When Thisbe's splashed blood stains fruit of the mulberry,
gray willows become wooly. Lilacs
self-medicate. Twin poplars respond separately
to the same storm. The redwood churns, a towering shrug.
Sycamores go insane. The juniper sways so hard
its roots expand like veins. Ariel howls inside
the live oak. The Pacific yew is so afraid
it grows into a hoop. Taking cues from the copper beech,
chestnuts brace. The grand fir falls.
Rarely, the blue paloverde acts like a tree.
The linden is a piece of paper. A paper bird. It is
a woodswallow. In spite of everything
it sings for you. According to the common ash
a person shall be called many things.
Eucalyptus mourn the plum that never released its leaves.
On "52 Trees"
The morning of March 20th, 2018 I woke up with the words "52 Trees" buzzing in my head. It felt like the title to a poem that was already growing somewhere inside me. But who planted the seed? Was it my recently deceased grandmother in whose house I was living? In the seventy years she lived in it the house held her through the death of her husband and two children.
Or maybe the seed was planted by my beloved aunt, who often spoke to me in my dreams after a neurological illness robbed her of her speech.

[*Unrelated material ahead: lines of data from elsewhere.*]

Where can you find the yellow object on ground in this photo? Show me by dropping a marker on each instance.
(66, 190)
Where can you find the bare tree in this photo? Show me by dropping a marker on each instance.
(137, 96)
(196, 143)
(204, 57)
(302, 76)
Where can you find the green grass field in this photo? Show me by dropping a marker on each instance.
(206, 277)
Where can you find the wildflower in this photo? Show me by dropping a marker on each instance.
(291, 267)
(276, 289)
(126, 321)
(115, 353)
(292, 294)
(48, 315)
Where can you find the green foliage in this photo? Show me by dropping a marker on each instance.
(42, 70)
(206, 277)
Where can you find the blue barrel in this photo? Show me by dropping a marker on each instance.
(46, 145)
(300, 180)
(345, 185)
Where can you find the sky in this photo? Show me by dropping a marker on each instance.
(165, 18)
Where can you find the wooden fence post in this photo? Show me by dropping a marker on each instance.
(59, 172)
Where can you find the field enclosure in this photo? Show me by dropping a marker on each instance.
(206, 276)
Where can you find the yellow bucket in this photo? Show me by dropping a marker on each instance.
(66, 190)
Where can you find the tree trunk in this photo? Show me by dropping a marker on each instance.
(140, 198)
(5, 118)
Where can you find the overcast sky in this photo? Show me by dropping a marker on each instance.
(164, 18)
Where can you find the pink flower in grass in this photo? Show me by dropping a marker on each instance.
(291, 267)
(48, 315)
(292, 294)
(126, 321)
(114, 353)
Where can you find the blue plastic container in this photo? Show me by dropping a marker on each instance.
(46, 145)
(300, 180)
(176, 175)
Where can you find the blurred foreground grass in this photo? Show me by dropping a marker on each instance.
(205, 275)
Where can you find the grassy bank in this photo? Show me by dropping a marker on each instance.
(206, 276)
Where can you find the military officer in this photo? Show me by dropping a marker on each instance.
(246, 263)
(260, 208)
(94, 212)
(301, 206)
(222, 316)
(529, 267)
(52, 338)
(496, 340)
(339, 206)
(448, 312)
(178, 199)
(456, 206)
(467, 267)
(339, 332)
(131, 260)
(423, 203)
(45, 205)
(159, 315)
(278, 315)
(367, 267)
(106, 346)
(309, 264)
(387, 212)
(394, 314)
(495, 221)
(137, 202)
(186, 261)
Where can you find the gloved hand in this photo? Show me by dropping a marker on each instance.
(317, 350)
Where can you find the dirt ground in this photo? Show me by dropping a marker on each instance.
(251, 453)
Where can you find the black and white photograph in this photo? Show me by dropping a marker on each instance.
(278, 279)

Or maybe it was the young ghost of John Ashbery.
That morning I wrote down the names of every tree I knew by heart. I began with the trees that surrounded my childhood home, then moved outward, recording the names of trees that grew in the five states where I've lived. Oregon. California. Washington. Montana. Iowa. For research, I lovingly annotated Daniel Mathews' twin references Pacific Northwest Natural History, and Rocky Mountain Natural History. But these geographic limits soon felt arbitrary. Why not include trees from states and countries I've never visited? Freed from previous constraints, the poem swelled. At one point it contained as many as one-hundred and twenty trees. There were so many! Too many. I realized I couldn't imagine my way into the life of each tree with the depth of attention it deserved. The trees that felt this the most simply stepped away, like friends you forget how to see.
While the poem absorbed language adapted from Lucy Ives's Impossible Views of the World, Denis Johnson's The Largesse of the Sea Maiden, and Shakespeare's The Tempest, it found its temporal and spiritual source in Ashbery's "Into the Dusk-Charged Air," whose formal constraints simultaneously reinforce and transcend the ongoingness of life's most turbulent forces.